Varlık Fonu'nun temel amacını, yurt içindeki kamuya ait varlıkları ekonomiye
kazandırmak olarak tanımlayan Temurci, özellikle Ziraat Bankası gibi önemli kamu
bankalarının zaten ekonominin içerisinde etkin bir rol oynadığını ve Varlık
Fonu'nun bu tür kurumları ekonomiye kazandırmak yerine, daha stratejik bir
kalkınma fonu olarak işlev görmesi gerektiğini savundu.
Eski bir bankacı olduğunu vurgulayarak faiz politikalarına ve kamu bankalarına
sermaye desteği konusundaki eleştirilerini dile getiren Temurci, devletin bu
kurumları daha etkin bir şekilde yönetmesi ve ekonomiye daha fazla katkı
sağlaması gerektiğini belirtti. Ayrıca, Varlık Fonu'nun bu kurumların zararlarını
kapatmak yerine, stratejik yatırımlara odaklanması gerektiğini ifade etti.

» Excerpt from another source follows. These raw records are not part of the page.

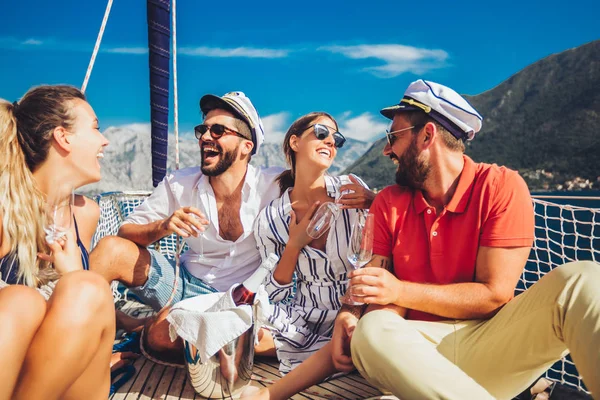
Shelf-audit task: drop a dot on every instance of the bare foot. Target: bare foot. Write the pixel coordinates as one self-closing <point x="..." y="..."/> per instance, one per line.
<point x="254" y="393"/>
<point x="118" y="360"/>
<point x="129" y="323"/>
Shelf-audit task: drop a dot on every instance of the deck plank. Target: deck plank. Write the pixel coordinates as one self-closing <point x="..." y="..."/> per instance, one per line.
<point x="177" y="384"/>
<point x="153" y="381"/>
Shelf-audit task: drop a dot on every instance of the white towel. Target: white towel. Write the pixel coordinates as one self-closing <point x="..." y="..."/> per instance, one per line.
<point x="210" y="321"/>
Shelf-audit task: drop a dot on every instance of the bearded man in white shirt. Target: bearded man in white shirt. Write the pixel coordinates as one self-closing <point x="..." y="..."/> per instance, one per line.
<point x="218" y="200"/>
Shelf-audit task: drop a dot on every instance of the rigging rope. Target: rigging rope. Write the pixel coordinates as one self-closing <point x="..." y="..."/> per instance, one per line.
<point x="96" y="47"/>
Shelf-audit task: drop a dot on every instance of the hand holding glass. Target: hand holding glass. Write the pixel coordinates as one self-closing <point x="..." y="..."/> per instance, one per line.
<point x="325" y="215"/>
<point x="360" y="248"/>
<point x="58" y="212"/>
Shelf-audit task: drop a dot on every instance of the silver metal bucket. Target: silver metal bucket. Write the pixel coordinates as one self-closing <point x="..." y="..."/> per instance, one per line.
<point x="226" y="373"/>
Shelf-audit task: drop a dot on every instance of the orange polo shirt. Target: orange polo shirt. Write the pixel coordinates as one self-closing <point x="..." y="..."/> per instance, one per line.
<point x="491" y="207"/>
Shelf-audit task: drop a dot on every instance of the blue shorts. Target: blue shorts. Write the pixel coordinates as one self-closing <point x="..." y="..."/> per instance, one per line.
<point x="159" y="286"/>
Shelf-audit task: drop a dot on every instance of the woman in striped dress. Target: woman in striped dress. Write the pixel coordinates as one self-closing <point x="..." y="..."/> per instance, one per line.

Varlık Fonu'nun kamu denetimine tabi olmayan özel bir hukuk yapısına sahip
olmasının eleştiren Temurci, Sayıştay'ın denetim mekanizmasında yer
almamasının ciddi bir sorun olduğunu dile getirdi. Ayrıca, Sayıştay'ın olmamasının,
Varlık Fonu'nun yönetimindeki isimlerin devletin en üst düzeyindeki yetkililer
olması durumunda bir çatışma yarattığını ve bu durumun ciddi bir sorun teşkil
ettiğini belirtti.
Temurci, Varlık Fonu'nun genel performansını değerlendirirken, özellikle kârlılık
ve zararları inceledi. 2021 ve 2022'de Varlık Fonu'nun kurumsal iletişim ve
seyahat giderlerinin olağanüstü bir şekilde arttığına dikkat çeken Temurci, bu
konuların detaylı bir şekilde incelenmesi gerektiğini ifade etti. Ayrıca, Varlık
Fonu'nun şeffaflığını ölçen uluslararası kuruluşların verdiği notların düşük
olmasıyla ilgili endişelerini dile getirdi.
Son olarak, Varlık Fonu'nun önümüzdeki dönemde Türkiye'nin doğal kaynaklarını
ve ekonomik projelerini nasıl yöneteceğine dair bir projeksiyonunun olmamasının
eksiklik olarak görülmesi gerektiğini belirten Temurci, Varlık Fonu'nun stratejik
bir kalkınma fonu olması gerektiğini ve bu yönde yapılacak değişikliklere ihtiyaç
olduğunu vurguladı.
Dr. Selim Temurci'nin bu kapsamlı konuşması, Varlık Fonu'nun işleyişi, yönetimi
ve ekonomiye olan etkileri üzerine geniş bir perspektif sunarak dikkat çekti.